Fannie Mae and Freddie Mac are to spend $200B, nearly doubling their holdings
Posted Jan 9, 2026 3:06 PM CST
Mortgage Rates Slip Below 6% After Trump Posts Bonds Plan
   (Getty/Steven Huang)

Mortgage rates just booked their sharpest one-day slide in months, triggered by a social media post from the president. The average 30-year fixed mortgage rate dipped to 5.99% on Friday, slipping below 6% for the first time since February 2023, according to Mortgage News Daily. That's down from 6.21% a day earlier and more than a full percentage point lower than a year ago. Rates on 15-year fixed loans also moved lower, to 5.55%. Such sizable daily moves are unusual in a market where changes are typically measured in hundredths of a point, NBC News reports.

The drop followed President Trump's announcement on Truth Social that he had ordered his "representatives" to purchase $200 billion in mortgage bonds, saying the move would push down borrowing costs and monthly payments. Federal Housing Finance Authority chief Bill Pulte later said that Fannie Mae and Freddie Mac—the government-backed mortgage giants—would carry out the buying. Both already hold more than $230 billion in mortgage securities combined, so an additional $200 billion would nearly double their portfolios.
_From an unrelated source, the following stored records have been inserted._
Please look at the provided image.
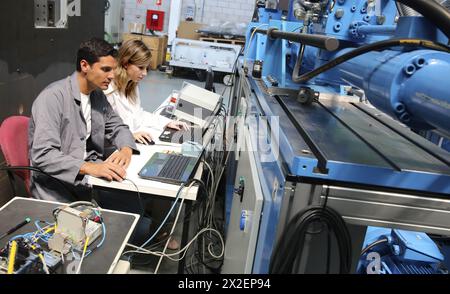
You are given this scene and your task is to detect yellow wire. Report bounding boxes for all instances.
[76,237,89,274]
[38,253,49,274]
[83,237,89,255]
[8,241,17,275]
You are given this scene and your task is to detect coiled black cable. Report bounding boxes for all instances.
[269,206,352,274]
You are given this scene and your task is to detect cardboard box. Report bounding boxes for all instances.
[122,33,168,70]
[177,21,204,40]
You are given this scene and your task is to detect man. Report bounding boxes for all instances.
[29,39,138,202]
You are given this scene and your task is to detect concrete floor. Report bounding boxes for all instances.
[130,71,231,274]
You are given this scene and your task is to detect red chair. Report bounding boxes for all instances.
[0,116,31,196]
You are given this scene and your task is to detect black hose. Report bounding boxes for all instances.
[296,39,450,83]
[396,0,450,39]
[269,206,352,274]
[251,28,340,51]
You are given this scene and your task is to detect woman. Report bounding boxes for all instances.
[105,39,183,249]
[105,39,188,144]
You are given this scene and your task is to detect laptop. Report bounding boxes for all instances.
[138,152,202,185]
[159,125,206,144]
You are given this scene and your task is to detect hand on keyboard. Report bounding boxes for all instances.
[167,120,189,131]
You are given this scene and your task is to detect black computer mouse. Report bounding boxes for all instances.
[135,138,155,145]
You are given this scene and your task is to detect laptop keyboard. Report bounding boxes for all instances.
[158,154,191,180]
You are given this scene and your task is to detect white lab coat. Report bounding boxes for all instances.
[104,82,172,134]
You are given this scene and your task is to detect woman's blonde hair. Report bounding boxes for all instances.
[115,39,152,102]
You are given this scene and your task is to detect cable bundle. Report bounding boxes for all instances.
[269,206,352,274]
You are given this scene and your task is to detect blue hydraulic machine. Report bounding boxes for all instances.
[223,0,450,273]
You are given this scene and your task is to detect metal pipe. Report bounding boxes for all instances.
[251,28,339,51]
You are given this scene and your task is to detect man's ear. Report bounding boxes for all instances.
[80,59,91,73]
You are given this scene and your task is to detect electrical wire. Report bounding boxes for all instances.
[76,237,89,274]
[361,238,389,256]
[154,182,194,274]
[123,178,145,218]
[269,206,352,274]
[297,39,450,83]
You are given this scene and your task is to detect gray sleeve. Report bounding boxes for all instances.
[29,91,84,184]
[105,98,139,154]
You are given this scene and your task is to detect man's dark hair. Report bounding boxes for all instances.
[77,38,117,72]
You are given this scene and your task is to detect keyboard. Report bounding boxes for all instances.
[159,127,203,144]
[158,154,191,180]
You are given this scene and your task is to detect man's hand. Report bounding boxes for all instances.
[80,162,126,182]
[167,120,189,131]
[133,132,153,145]
[106,147,133,169]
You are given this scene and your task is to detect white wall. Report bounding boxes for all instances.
[181,0,255,24]
[121,0,255,32]
[121,0,170,32]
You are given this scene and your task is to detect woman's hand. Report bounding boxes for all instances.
[167,120,189,131]
[133,132,153,145]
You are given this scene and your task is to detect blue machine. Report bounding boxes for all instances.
[357,227,448,274]
[225,0,450,273]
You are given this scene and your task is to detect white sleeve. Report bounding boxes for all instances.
[104,85,138,133]
[136,90,172,130]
By buying mortgage bonds from lenders, Fannie and Freddie free up cash that can be used to issue new loans, which tends to ease rates if demand for mortgages doesn't spike at the same time.
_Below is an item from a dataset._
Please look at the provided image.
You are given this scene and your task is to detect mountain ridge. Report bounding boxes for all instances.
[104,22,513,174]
Trump on Wednesday had said he wants the government to block big investors from buying single-family homes to use as rentals. Some industry analysts said that practice drives up housing prices, including rents, per the New York Times. Analysts at UBS said the bond-buying plan could nudge 30-year rates down by more than 0.2 percentage points and potentially boost homebuilding and existing-home sales. Others are skeptical, per NBC. JPMorgan Chase analysts said they don't expect either Trump plan to have much impact. The bonds program, they said, is too small to meaningfully reshape the housing market, noting that $200 billion is only about 1.4% of the roughly $14.5 trillion mortgage market in the US and that current homeowners still enjoy an average rate of 4.4%. That provides little incentive to move even if rates for new buyers inch down.